La cuestión es que llegás y te atiende una señora de rulos, mucho maquillaje y tono de voz suave. La apariencia física no te da ninguna pista sobre cómo será con el arte de manejar cera caliente sobre tu piel sensible, pero ya estás ahí y necesitas lo que esta mujer tiene. Te acostás en una camilla, en paños menores y quedás indefensa, en manos de una desconocida que juega con tu cuerpo y con tu tiempo. Ella es tu única salvación y parece saberlo, porque disfruta mientras unta con cera cada centímetro de tus piernas, y se relame cuando ve tu cara de dolor. Pero eso no es todo, cuando el proceso ya está iniciado y levantarte para salir corriendo no es una opción, te das cuenta de que no sólo te lastima, sino que descubrís que con su lerda técnica no logra los resultados deseados. Entonces, desde la camilla, mirando el techo como una cucaracha moribunda, empezás a desesperarte, a gesticular cuando la mujer de la espátula se da vuelta, a querer asesinarla.

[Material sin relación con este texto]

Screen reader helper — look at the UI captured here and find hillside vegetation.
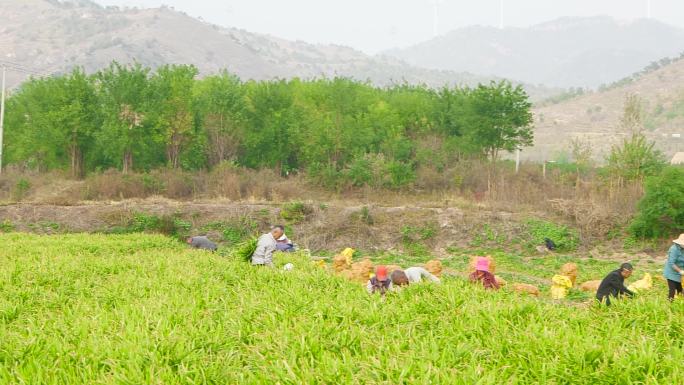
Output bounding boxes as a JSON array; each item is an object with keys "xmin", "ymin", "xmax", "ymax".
[
  {"xmin": 523, "ymin": 55, "xmax": 684, "ymax": 161},
  {"xmin": 0, "ymin": 234, "xmax": 684, "ymax": 384},
  {"xmin": 6, "ymin": 63, "xmax": 532, "ymax": 188}
]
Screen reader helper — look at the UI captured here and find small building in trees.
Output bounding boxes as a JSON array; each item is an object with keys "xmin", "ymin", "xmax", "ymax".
[{"xmin": 670, "ymin": 152, "xmax": 684, "ymax": 165}]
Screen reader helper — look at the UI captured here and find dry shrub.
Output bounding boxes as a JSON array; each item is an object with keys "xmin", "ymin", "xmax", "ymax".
[
  {"xmin": 511, "ymin": 283, "xmax": 539, "ymax": 297},
  {"xmin": 560, "ymin": 263, "xmax": 577, "ymax": 286},
  {"xmin": 550, "ymin": 199, "xmax": 619, "ymax": 239},
  {"xmin": 425, "ymin": 259, "xmax": 446, "ymax": 278},
  {"xmin": 469, "ymin": 255, "xmax": 496, "ymax": 274},
  {"xmin": 206, "ymin": 164, "xmax": 242, "ymax": 200},
  {"xmin": 580, "ymin": 280, "xmax": 601, "ymax": 292},
  {"xmin": 84, "ymin": 170, "xmax": 147, "ymax": 200},
  {"xmin": 494, "ymin": 275, "xmax": 508, "ymax": 287},
  {"xmin": 152, "ymin": 169, "xmax": 202, "ymax": 199}
]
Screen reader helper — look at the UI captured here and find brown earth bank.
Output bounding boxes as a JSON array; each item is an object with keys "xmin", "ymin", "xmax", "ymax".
[{"xmin": 0, "ymin": 198, "xmax": 659, "ymax": 259}]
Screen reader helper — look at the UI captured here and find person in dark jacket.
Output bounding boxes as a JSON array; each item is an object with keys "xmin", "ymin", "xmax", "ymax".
[
  {"xmin": 596, "ymin": 263, "xmax": 634, "ymax": 306},
  {"xmin": 186, "ymin": 236, "xmax": 216, "ymax": 251},
  {"xmin": 366, "ymin": 265, "xmax": 392, "ymax": 295}
]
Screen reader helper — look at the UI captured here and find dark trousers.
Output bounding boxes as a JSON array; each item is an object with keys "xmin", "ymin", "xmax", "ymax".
[{"xmin": 667, "ymin": 279, "xmax": 682, "ymax": 301}]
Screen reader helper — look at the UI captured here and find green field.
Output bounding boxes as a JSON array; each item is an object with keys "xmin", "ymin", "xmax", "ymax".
[{"xmin": 0, "ymin": 234, "xmax": 684, "ymax": 384}]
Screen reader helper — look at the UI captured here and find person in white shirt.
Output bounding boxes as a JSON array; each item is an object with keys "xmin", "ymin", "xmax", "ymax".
[{"xmin": 252, "ymin": 225, "xmax": 285, "ymax": 267}]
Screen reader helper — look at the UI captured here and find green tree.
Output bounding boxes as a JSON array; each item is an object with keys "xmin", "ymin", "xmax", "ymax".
[
  {"xmin": 607, "ymin": 95, "xmax": 666, "ymax": 187},
  {"xmin": 465, "ymin": 81, "xmax": 533, "ymax": 163},
  {"xmin": 195, "ymin": 72, "xmax": 247, "ymax": 166},
  {"xmin": 630, "ymin": 167, "xmax": 684, "ymax": 238},
  {"xmin": 149, "ymin": 65, "xmax": 198, "ymax": 168},
  {"xmin": 97, "ymin": 62, "xmax": 154, "ymax": 173},
  {"xmin": 8, "ymin": 68, "xmax": 100, "ymax": 178}
]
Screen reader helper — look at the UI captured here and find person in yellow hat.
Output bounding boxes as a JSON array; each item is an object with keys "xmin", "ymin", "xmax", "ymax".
[{"xmin": 663, "ymin": 234, "xmax": 684, "ymax": 301}]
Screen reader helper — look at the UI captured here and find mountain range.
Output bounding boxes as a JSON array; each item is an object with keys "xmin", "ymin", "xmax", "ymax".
[
  {"xmin": 385, "ymin": 16, "xmax": 684, "ymax": 88},
  {"xmin": 522, "ymin": 58, "xmax": 684, "ymax": 162},
  {"xmin": 0, "ymin": 0, "xmax": 536, "ymax": 94}
]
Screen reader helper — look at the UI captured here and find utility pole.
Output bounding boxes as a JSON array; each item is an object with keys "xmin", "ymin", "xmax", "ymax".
[{"xmin": 0, "ymin": 66, "xmax": 7, "ymax": 174}]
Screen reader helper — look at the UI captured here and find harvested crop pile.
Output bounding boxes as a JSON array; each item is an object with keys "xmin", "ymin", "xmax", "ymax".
[
  {"xmin": 340, "ymin": 258, "xmax": 373, "ymax": 283},
  {"xmin": 425, "ymin": 259, "xmax": 444, "ymax": 278},
  {"xmin": 511, "ymin": 283, "xmax": 539, "ymax": 297},
  {"xmin": 333, "ymin": 248, "xmax": 354, "ymax": 273},
  {"xmin": 580, "ymin": 280, "xmax": 601, "ymax": 291},
  {"xmin": 560, "ymin": 263, "xmax": 577, "ymax": 286},
  {"xmin": 469, "ymin": 255, "xmax": 496, "ymax": 274}
]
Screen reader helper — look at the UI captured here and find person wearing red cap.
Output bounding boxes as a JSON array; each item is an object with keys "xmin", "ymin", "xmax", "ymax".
[
  {"xmin": 366, "ymin": 265, "xmax": 392, "ymax": 295},
  {"xmin": 469, "ymin": 257, "xmax": 499, "ymax": 290}
]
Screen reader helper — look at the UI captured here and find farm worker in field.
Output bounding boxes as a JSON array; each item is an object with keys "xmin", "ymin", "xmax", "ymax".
[
  {"xmin": 390, "ymin": 270, "xmax": 410, "ymax": 289},
  {"xmin": 469, "ymin": 257, "xmax": 499, "ymax": 290},
  {"xmin": 276, "ymin": 233, "xmax": 295, "ymax": 253},
  {"xmin": 663, "ymin": 234, "xmax": 684, "ymax": 301},
  {"xmin": 366, "ymin": 265, "xmax": 392, "ymax": 295},
  {"xmin": 596, "ymin": 263, "xmax": 634, "ymax": 306},
  {"xmin": 186, "ymin": 236, "xmax": 216, "ymax": 251},
  {"xmin": 404, "ymin": 266, "xmax": 439, "ymax": 283},
  {"xmin": 252, "ymin": 225, "xmax": 285, "ymax": 267}
]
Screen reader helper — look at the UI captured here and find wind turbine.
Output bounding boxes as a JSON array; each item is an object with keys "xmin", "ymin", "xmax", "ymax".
[{"xmin": 432, "ymin": 0, "xmax": 444, "ymax": 37}]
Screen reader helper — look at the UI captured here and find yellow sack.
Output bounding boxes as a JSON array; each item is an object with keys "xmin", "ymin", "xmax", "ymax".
[
  {"xmin": 340, "ymin": 247, "xmax": 355, "ymax": 265},
  {"xmin": 627, "ymin": 273, "xmax": 653, "ymax": 292},
  {"xmin": 551, "ymin": 275, "xmax": 572, "ymax": 299}
]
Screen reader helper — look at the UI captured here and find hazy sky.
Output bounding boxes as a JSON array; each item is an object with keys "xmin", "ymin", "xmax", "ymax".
[{"xmin": 96, "ymin": 0, "xmax": 684, "ymax": 53}]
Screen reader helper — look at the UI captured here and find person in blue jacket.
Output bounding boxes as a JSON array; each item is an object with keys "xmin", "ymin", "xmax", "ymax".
[{"xmin": 663, "ymin": 234, "xmax": 684, "ymax": 301}]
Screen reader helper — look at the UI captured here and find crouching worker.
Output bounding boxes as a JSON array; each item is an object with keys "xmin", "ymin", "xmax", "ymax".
[
  {"xmin": 596, "ymin": 263, "xmax": 634, "ymax": 306},
  {"xmin": 663, "ymin": 234, "xmax": 684, "ymax": 301},
  {"xmin": 186, "ymin": 236, "xmax": 216, "ymax": 251},
  {"xmin": 276, "ymin": 233, "xmax": 297, "ymax": 253},
  {"xmin": 366, "ymin": 265, "xmax": 392, "ymax": 295},
  {"xmin": 390, "ymin": 270, "xmax": 411, "ymax": 290},
  {"xmin": 469, "ymin": 257, "xmax": 499, "ymax": 290},
  {"xmin": 252, "ymin": 225, "xmax": 284, "ymax": 267},
  {"xmin": 404, "ymin": 266, "xmax": 439, "ymax": 283}
]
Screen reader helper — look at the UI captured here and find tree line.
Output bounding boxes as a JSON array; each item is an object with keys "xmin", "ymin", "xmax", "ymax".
[{"xmin": 5, "ymin": 62, "xmax": 533, "ymax": 187}]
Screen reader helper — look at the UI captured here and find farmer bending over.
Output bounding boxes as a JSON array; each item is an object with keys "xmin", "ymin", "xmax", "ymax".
[
  {"xmin": 596, "ymin": 263, "xmax": 634, "ymax": 306},
  {"xmin": 390, "ymin": 270, "xmax": 410, "ymax": 290},
  {"xmin": 276, "ymin": 233, "xmax": 295, "ymax": 253},
  {"xmin": 186, "ymin": 235, "xmax": 216, "ymax": 251},
  {"xmin": 469, "ymin": 257, "xmax": 499, "ymax": 290},
  {"xmin": 252, "ymin": 225, "xmax": 285, "ymax": 267},
  {"xmin": 663, "ymin": 234, "xmax": 684, "ymax": 301},
  {"xmin": 366, "ymin": 265, "xmax": 392, "ymax": 295},
  {"xmin": 404, "ymin": 266, "xmax": 439, "ymax": 283}
]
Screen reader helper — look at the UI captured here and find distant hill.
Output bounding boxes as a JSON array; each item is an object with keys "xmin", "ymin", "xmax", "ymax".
[
  {"xmin": 0, "ymin": 0, "xmax": 555, "ymax": 99},
  {"xmin": 386, "ymin": 17, "xmax": 684, "ymax": 88},
  {"xmin": 523, "ymin": 55, "xmax": 684, "ymax": 160}
]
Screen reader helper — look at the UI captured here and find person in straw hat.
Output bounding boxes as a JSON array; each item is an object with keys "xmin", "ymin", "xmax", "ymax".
[
  {"xmin": 663, "ymin": 234, "xmax": 684, "ymax": 301},
  {"xmin": 366, "ymin": 265, "xmax": 392, "ymax": 295},
  {"xmin": 469, "ymin": 257, "xmax": 499, "ymax": 290}
]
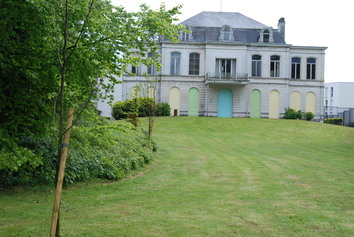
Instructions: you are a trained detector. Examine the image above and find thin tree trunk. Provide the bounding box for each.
[50,108,74,237]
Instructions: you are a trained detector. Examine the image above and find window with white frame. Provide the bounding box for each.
[179,26,193,41]
[270,55,280,77]
[171,52,181,75]
[148,52,156,75]
[252,55,262,77]
[291,57,301,79]
[132,66,140,75]
[306,58,316,79]
[189,53,200,75]
[219,26,234,41]
[215,58,236,78]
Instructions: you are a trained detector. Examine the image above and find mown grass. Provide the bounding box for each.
[0,117,354,236]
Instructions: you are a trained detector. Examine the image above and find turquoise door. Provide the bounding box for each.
[188,88,199,116]
[250,90,261,118]
[218,88,232,117]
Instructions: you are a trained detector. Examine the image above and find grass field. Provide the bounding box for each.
[0,117,354,236]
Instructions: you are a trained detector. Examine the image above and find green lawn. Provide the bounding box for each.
[0,117,354,237]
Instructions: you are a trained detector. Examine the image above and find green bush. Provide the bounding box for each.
[0,124,153,187]
[112,101,127,120]
[284,107,302,119]
[138,97,155,117]
[155,102,171,116]
[0,130,43,187]
[302,112,315,121]
[323,118,343,125]
[112,97,171,120]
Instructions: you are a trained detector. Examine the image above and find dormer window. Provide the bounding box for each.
[219,26,234,41]
[258,28,274,43]
[179,26,193,41]
[263,30,270,43]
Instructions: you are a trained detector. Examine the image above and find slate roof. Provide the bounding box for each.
[181,12,267,29]
[180,12,285,44]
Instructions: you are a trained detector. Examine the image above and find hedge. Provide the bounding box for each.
[323,118,343,125]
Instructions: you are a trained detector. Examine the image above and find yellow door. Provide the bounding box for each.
[290,91,301,111]
[170,87,181,116]
[269,90,280,118]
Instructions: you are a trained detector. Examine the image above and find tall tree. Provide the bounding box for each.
[0,0,182,234]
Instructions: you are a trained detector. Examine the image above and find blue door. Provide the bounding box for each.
[218,88,232,117]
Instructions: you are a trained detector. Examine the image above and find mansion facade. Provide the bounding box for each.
[122,12,326,119]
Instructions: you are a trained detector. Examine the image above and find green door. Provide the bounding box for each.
[250,90,261,118]
[188,88,199,116]
[218,88,232,118]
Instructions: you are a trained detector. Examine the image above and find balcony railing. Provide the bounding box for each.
[205,72,249,84]
[207,72,248,80]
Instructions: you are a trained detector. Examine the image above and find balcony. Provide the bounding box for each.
[205,72,249,85]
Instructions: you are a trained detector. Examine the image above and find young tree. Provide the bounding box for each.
[0,0,183,235]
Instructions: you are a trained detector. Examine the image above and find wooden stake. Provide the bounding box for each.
[49,108,74,237]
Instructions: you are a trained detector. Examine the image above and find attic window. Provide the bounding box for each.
[219,26,234,41]
[263,30,269,43]
[258,27,274,43]
[179,26,193,41]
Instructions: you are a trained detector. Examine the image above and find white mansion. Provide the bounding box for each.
[122,12,326,119]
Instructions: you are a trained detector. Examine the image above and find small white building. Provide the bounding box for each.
[122,12,326,119]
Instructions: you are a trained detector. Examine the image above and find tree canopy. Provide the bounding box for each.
[0,0,183,136]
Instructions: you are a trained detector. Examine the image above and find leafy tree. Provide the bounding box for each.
[0,0,183,233]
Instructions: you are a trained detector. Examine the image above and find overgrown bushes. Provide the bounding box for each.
[112,97,170,120]
[284,107,315,121]
[323,118,343,125]
[0,124,152,187]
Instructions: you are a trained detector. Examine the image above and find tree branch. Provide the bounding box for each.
[66,0,94,60]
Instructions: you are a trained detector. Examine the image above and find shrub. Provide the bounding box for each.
[302,112,315,121]
[112,97,171,120]
[138,97,155,117]
[112,101,127,120]
[0,124,152,187]
[323,118,343,125]
[284,107,302,119]
[155,102,171,116]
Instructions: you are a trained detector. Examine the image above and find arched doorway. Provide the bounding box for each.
[218,88,232,117]
[250,90,261,118]
[305,92,316,114]
[169,87,180,116]
[269,90,280,118]
[188,88,199,116]
[290,91,301,111]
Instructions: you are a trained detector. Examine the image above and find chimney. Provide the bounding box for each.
[278,17,285,41]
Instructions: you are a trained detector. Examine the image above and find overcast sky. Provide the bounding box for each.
[112,0,354,83]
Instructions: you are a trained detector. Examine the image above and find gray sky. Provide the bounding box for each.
[112,0,354,82]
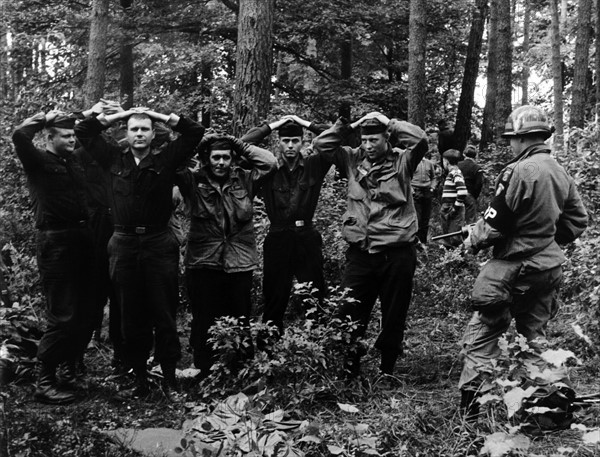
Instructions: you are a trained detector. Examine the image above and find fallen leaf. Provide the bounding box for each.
[338,403,360,413]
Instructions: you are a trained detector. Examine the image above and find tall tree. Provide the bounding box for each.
[0,22,9,99]
[233,0,274,136]
[454,0,489,150]
[521,0,531,105]
[569,0,592,128]
[339,32,353,120]
[550,0,564,154]
[83,0,109,106]
[119,0,134,109]
[594,0,600,125]
[479,0,499,149]
[494,0,512,138]
[408,0,427,127]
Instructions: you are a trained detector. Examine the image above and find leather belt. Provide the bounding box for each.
[115,224,167,235]
[39,219,88,230]
[269,219,312,230]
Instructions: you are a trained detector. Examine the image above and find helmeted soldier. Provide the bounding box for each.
[459,105,587,419]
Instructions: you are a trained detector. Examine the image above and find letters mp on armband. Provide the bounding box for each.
[483,169,515,234]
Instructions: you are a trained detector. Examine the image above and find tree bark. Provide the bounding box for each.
[454,0,488,151]
[0,23,10,100]
[233,0,274,136]
[494,0,512,140]
[521,0,531,105]
[569,0,592,128]
[339,33,353,120]
[479,0,499,150]
[119,0,134,109]
[83,0,109,107]
[594,0,600,126]
[550,0,564,154]
[407,0,427,127]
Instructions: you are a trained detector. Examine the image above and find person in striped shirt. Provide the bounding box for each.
[440,149,467,249]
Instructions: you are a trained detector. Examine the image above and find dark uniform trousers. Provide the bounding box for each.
[89,209,123,360]
[186,268,252,375]
[37,227,94,366]
[263,227,326,332]
[413,188,433,244]
[340,244,417,355]
[108,227,181,369]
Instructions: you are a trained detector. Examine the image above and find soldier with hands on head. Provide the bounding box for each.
[242,115,332,334]
[459,105,588,420]
[181,134,277,377]
[75,103,204,397]
[440,149,467,249]
[313,112,428,375]
[458,144,484,224]
[411,153,438,245]
[12,110,94,404]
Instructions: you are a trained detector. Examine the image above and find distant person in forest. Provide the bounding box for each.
[242,115,332,334]
[438,119,458,155]
[440,149,467,248]
[459,105,588,421]
[75,108,204,399]
[313,112,427,376]
[12,110,94,404]
[411,152,438,244]
[458,144,484,224]
[182,134,277,377]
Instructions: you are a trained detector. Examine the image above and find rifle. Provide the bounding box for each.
[431,224,475,241]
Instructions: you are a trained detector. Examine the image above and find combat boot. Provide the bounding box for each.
[160,363,179,392]
[379,351,398,375]
[33,362,75,405]
[57,360,81,390]
[115,367,150,401]
[460,389,479,423]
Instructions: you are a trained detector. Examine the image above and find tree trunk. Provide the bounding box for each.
[233,0,274,136]
[521,0,531,105]
[339,33,353,120]
[595,0,600,126]
[407,0,427,127]
[200,62,213,128]
[119,0,134,109]
[569,0,592,128]
[83,0,109,107]
[560,0,568,30]
[479,0,499,150]
[454,0,488,151]
[0,23,10,100]
[550,0,564,154]
[494,0,512,140]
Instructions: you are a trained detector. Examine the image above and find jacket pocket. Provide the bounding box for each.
[373,170,407,205]
[110,167,133,196]
[230,188,252,222]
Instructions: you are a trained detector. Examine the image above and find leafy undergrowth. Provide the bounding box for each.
[0,140,600,457]
[3,242,600,457]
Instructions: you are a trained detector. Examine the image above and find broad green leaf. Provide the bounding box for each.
[327,444,344,455]
[265,409,285,422]
[581,428,600,444]
[298,435,323,444]
[346,424,369,435]
[338,403,360,413]
[480,432,531,457]
[477,394,502,405]
[503,386,537,418]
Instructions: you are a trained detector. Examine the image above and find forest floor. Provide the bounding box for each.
[3,240,600,457]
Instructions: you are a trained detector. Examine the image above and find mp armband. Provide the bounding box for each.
[483,195,515,235]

Entendiendo que estar ahí es tu única salida te tranquilizás, y con tu mejor sonrisa le decís "¿me pasas por ahí otra vez?". Así esperás que termine, pagás y al salir parás en la farmacia, comprás una maquinita, y mascullando te vas a tu hogar.
Pero bueno, se supone que con los años una se acostumbra a ciertas rutinas, sabe calcular los tiempos y acomodar los turnos para estar siempre impecable. Sin embargo, los imprevistos acechan con frecuencia y los planes se caen.
Resulta que resolvés un viaje a último momento y cuando te mirás al espejo te das cuenta de que así no podes ir a la playa, entonces empezás la búsqueda de la solución: llamás a tu lugar de confianza, a ese donde sabés que te tratan bien, que no te duele, que quedás conforme y que se acomoda a tu presupuesto , pero claro, no hay turnos. Ahí empezás a agarrarte la cabeza y pensar "a dónde voy, a dónde voy...". Justo se te prende la lamparita y sacás de la cartera un volante que te dieron por la calle, llamás para consultar los precios y como la inflación llega a todos lados, te das cuenta que no podés pagar esa suma. Entonces, no te queda otra que emprender un pequeño estudio de mercado por las peluquerías del barrio para ver qué precio te conviene más, y ahí nomás, guiada únicamente por valor económico, te entregás a la aventura de depilarte en un lugar desconocido.
La cuestión es que llegás y te atiende una señora de rulos, mucho maquillaje y tono de voz suave. La apariencia física no te da ninguna pista sobre cómo será con el arte de manejar cera caliente sobre tu piel sensible, pero ya estás ahí y necesitas lo que esta mujer tiene. Te acostás en una camilla, en paños menores y quedás indefensa, en manos de una desconocida que juega con tu cuerpo y con tu tiempo. Ella es tu única salvación y parece saberlo, porque disfruta mientras unta con cera cada centímetro de tus piernas, y se relame cuando ve tu cara de dolor. Pero eso no es todo, cuando el proceso ya está iniciado y levantarte para salir corriendo no es una opción, te das cuenta de que no sólo te lastima, sino que descubrís que con su lerda técnica no logra los resultados deseados. Entonces, desde la camilla, mirando el techo como una cucaracha moribunda, empezás a desesperarte, a gesticular cuando la mujer de la espátula se da vuelta, a querer asesinarla.
Entendiendo que estar ahí es tu única salida te tranquilizás, y con tu mejor sonrisa le decís "¿me pasas por ahí otra vez?". Así esperás que termine, pagás y al salir parás en la farmacia, comprás una maquinita, y mascullando te vas a tu hogar.